Historic file system designs have optimized for reading, as read throughput was the I/O performance bottleneck. Since increasing main-memory cache sizes effectively reduce disk read traffic, disk write performance has become the I/O performance bottleneck. This thesis presents both simulation and implementation analysis of the performance of read-optimized and write-optimized file systems.

An example of a file system with a disk layout optimized for writing is a log-structured file system, where writes are bundled and written sequentially. Empirical evidence in [ROSE90], [ROSE91], and [ROSE92] indicates that a log-structured file system provides superior write performance and equivalent read performance to traditional file systems. This thesis analyzes and evaluates the log-structured file system presented in [ROSE91], isolating some of the critical issues in its design. Additionally, a modified design addressing these issues is presented and evaluated.

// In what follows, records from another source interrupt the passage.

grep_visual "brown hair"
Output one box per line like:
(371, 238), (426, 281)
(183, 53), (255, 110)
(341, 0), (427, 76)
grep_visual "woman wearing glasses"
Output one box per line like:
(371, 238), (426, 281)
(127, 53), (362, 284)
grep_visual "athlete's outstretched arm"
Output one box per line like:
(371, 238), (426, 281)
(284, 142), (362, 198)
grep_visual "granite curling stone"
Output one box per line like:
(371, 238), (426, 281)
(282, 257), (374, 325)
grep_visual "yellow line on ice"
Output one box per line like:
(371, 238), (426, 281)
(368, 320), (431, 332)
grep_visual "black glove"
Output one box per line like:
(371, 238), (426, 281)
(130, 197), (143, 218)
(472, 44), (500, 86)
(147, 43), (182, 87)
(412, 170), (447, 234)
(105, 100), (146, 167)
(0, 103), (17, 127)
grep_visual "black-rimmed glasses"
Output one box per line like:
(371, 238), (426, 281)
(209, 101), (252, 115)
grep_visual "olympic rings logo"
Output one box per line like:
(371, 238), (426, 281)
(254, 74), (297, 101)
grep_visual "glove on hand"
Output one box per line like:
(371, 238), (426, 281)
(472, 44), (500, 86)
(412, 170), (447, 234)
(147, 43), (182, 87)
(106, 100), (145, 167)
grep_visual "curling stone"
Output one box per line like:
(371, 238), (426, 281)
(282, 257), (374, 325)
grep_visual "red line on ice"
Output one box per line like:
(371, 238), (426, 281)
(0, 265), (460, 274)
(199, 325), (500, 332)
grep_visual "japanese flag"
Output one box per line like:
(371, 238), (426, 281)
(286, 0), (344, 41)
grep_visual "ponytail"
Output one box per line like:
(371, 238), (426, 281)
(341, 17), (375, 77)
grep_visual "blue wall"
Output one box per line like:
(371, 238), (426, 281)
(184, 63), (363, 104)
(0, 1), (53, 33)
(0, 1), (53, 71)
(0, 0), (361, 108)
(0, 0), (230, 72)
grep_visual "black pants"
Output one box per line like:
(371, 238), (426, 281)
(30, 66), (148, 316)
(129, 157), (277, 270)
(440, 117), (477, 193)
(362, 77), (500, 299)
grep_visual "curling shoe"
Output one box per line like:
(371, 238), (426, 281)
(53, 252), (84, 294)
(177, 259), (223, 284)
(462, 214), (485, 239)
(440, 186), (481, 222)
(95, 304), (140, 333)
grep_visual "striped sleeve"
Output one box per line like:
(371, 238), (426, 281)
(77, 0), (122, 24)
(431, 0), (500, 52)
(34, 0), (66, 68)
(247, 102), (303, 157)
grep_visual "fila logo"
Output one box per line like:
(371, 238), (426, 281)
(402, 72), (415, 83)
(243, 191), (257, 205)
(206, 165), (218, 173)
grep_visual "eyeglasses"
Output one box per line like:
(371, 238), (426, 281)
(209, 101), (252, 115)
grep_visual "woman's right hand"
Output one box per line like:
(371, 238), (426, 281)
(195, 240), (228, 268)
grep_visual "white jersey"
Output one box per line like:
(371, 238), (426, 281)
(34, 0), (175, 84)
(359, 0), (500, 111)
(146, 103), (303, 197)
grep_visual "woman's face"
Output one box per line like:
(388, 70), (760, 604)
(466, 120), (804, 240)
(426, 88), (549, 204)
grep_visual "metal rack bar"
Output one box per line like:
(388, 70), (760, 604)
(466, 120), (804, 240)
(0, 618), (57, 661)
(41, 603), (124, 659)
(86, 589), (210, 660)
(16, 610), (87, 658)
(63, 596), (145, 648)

Log-structured file systems also offer the potential for superior integration of transaction processing into the system. Because log-structured file systems use logging techniques to store files, incorporating transaction mechanisms into the file system is a natural extension. This thesis presents the design, implementation, and analysis of both user-level transaction management on read and write optimized file systems and embedded transaction management in a write optimized file system.

This thesis shows that both log-structured file systems and simple, read-optimized file systems can attain nearly 100% of the disk bandwidth when I/Os are large or sequential. The improved write performance of LFS discussed in [ROSE92] is only attainable when garbage collection overhead is small, and in nearly all of the workloads examined, performance of LFS is comparable to that of a read-optimized file system. On transaction processsing workloads where a steady stream of small, random I/Os are issued, garbage collection reduces LFS throughput by 35% to 40%.